Find relief in Citta della Pieve
We often ask the question: “How would you like to live here?” Sometimes it’s very tempting, but then I remember our mountains, the sea, my ordinary predictable, yet, incredibly happy, life, my friends and family and I can’t imagine living anywhere else but in our Sleepy Hollow surrounded by vineyards, oak trees and fynbos. That was until I set foot in the medieval Umbrian town of Citta Della Pieve.
I could live there. Build on top of a hill overlooking the valley below, surrounded by strong fortified walls. Horsemen still canter up from their farms into the village every morning to set the record straight with friends over a strong Espresso and Grappa. Their hooves beat clip-clop on the ancient cobbled stones which echo around the walls; like clockwork, it gets housewives up, flinging the shutters open onto the square, here the horse still has the right of way. These timeless rituals appeal to me.
Famous for its brickmaking, the area is rich in clay but, having no stone readily available, the uniform elegant architecture was often plastered and fashioned to look like stone, which was considered more elegant and noble.
Imagine living in a small, safe, serene village with a scenic view where nothing much has changed for centuries. Days would be routine, up in the morning, coffee on the square, lunch at the local with friends, shop keepers know your taste buds and stock specifically for your needs. With a basket I’d walk down to the market and buy freshest produce each morning before returning to our Renaissance style palazzi, situated on one of the narrow streets or alleyways to garden, read and prepare delicious meals!
I'll have to scoot around on a Vespa when I go out into the countryside to do some photography, it was a battle trying to negotiate the hire car through the narrow alleys and streets, poor Queenie was a wreck and vowed never will she be traumatised like that again!
The façade might look insignificant with a large, carved, heavy oak door with its worn wrought iron knocker, but, once inside, brick walls enclosing the small galleria with a wisteria vine, sweet smelling potted herbs, art, shabby chic garden furnishings and fountain would offer us a cool respite.
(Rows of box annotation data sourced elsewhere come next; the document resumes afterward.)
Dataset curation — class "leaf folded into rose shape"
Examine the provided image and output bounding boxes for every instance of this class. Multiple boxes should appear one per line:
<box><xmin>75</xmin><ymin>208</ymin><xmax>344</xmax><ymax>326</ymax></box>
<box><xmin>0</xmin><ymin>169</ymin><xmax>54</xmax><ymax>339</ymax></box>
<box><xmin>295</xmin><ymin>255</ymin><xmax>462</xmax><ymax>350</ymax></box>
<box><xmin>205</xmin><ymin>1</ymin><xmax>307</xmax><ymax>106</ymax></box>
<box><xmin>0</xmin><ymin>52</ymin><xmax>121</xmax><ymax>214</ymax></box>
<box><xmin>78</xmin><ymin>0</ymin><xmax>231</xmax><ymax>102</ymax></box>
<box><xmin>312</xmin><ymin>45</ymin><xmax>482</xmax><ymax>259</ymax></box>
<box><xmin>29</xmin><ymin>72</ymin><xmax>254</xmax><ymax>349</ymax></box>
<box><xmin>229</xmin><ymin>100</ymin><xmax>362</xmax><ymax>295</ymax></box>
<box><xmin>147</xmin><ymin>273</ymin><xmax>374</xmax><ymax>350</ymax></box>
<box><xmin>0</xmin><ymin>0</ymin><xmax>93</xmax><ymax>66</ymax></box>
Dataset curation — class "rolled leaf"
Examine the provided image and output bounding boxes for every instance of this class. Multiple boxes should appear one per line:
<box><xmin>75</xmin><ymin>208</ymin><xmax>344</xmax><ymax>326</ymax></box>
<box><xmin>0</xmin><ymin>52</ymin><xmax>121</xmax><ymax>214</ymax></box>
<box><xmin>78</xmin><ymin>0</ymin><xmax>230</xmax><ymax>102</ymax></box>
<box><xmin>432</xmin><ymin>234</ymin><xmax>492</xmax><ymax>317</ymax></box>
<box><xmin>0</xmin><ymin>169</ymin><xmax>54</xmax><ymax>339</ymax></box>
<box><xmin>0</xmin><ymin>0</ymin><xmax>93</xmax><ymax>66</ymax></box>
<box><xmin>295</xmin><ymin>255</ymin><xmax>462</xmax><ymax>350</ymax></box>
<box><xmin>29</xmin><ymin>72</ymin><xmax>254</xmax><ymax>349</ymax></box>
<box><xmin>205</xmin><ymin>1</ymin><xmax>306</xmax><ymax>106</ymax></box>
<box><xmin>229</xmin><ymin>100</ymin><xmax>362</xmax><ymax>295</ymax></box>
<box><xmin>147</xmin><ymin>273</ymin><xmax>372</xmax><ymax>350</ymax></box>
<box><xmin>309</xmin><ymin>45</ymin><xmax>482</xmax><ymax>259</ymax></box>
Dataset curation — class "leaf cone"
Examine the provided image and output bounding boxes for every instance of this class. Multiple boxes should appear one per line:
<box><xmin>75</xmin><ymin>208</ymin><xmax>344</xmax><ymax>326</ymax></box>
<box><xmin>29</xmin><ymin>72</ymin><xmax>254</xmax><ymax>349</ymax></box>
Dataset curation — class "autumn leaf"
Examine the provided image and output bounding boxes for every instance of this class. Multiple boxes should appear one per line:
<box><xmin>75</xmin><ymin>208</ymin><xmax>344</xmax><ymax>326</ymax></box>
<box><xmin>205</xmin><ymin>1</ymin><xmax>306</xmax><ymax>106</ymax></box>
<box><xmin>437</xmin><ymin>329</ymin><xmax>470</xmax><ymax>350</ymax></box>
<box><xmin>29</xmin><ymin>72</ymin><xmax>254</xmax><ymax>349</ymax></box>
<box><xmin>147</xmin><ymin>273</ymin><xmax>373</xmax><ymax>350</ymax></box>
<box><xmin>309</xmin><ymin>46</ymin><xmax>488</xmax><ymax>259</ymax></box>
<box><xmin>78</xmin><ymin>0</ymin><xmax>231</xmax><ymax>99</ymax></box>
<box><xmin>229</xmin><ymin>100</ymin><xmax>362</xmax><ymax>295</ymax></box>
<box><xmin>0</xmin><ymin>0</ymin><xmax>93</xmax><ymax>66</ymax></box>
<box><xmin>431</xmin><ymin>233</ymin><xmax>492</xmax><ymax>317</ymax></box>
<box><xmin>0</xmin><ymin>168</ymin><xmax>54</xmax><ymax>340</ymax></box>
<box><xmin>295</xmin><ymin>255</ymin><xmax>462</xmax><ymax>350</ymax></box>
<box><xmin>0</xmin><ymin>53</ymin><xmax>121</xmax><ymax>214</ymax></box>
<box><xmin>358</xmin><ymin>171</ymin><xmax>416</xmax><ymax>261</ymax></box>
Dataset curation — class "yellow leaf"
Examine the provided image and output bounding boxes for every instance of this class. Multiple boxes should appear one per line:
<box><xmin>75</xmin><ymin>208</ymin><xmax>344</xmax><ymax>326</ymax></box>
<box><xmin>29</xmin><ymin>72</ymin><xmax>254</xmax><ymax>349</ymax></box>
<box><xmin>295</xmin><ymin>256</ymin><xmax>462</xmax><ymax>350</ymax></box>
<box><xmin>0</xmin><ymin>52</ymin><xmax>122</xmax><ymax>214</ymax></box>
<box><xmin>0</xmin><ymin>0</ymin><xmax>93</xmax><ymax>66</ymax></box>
I know the ship has sailed regarding the age old tradition of Italian men pinching bottoms (so un-PC in this modern climate), but I think I could get along with the builders.
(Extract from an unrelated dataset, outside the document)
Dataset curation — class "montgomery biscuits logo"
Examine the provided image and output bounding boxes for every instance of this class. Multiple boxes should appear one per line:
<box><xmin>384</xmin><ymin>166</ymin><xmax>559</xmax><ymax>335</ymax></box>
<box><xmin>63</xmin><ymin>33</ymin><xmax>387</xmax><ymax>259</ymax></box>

I’d also string my colourful laundry out for the world to see, flaunt my family colours from the flagpost and have a plaque with our name on it! There would be red geraniums, basil and chives in pots at the front door.
My morning walks would take me to one of the many favourite churches, where I'd sit and contemplate while I admire the dedication, patience, skill and love each artist and artisan went through as they laboured to create the beautiful murals on walls and vaulted ceilings. Then I would light candles for my aging parents, my children, grandchildren, family and friends.
At lunch time we would sip the local wines and tuck into a bowl of Ragu di Cinghiale – Wild Boar Stew on a cold overcast day. The Ragu infused with Rosemary, Bay leaves and Juniper berries, slow cooked for hours in red wine and served on freshest homemade pasta. I drool.
I'd have a cat and spend lazy afternoons on a daybed overlooking the magnificent views admiring the Etruscan reliefs while listening to my favourite opera. After a long siesta we’d dress up and stroll out to enjoy the many festivals throughout the seasons where the citizens have a real pride in their city. Who knows I might even take up a paint brush at a studio with other students!
In fact, this is known as the Perugino trail, but the real joy of Città Della Pieve is in wandering leisurely around the narrow side streets and trying to find Italy’s narrowest passageway, the famous Via Della Baciadonna, narrow enough to be able to kiss the love of your life in the opposite window by just leaning out of yours!
I lost my heart to this little known untouristy town, with its many galleries, interesting shops, excellent eateries, ancient architecture drenched in history. Those who do come are generally looking for the frescoes. Città Della Pieve houses some wonderful works of art by the famous renaissance painter, Pietro Vannucci, known as Il Perugino (The Perugian) to the people of Florence and Rome.
All this I was dreaming up while we did our adventure road trip along country roads sprinkled with bright red Iceland poppies in bloom a stark reminder that seven decades ago this peaceful landscape was ravaged by war. We were loving our farm-stay in Castiglione Del Lago. Having just turned 60 I count myself lucky!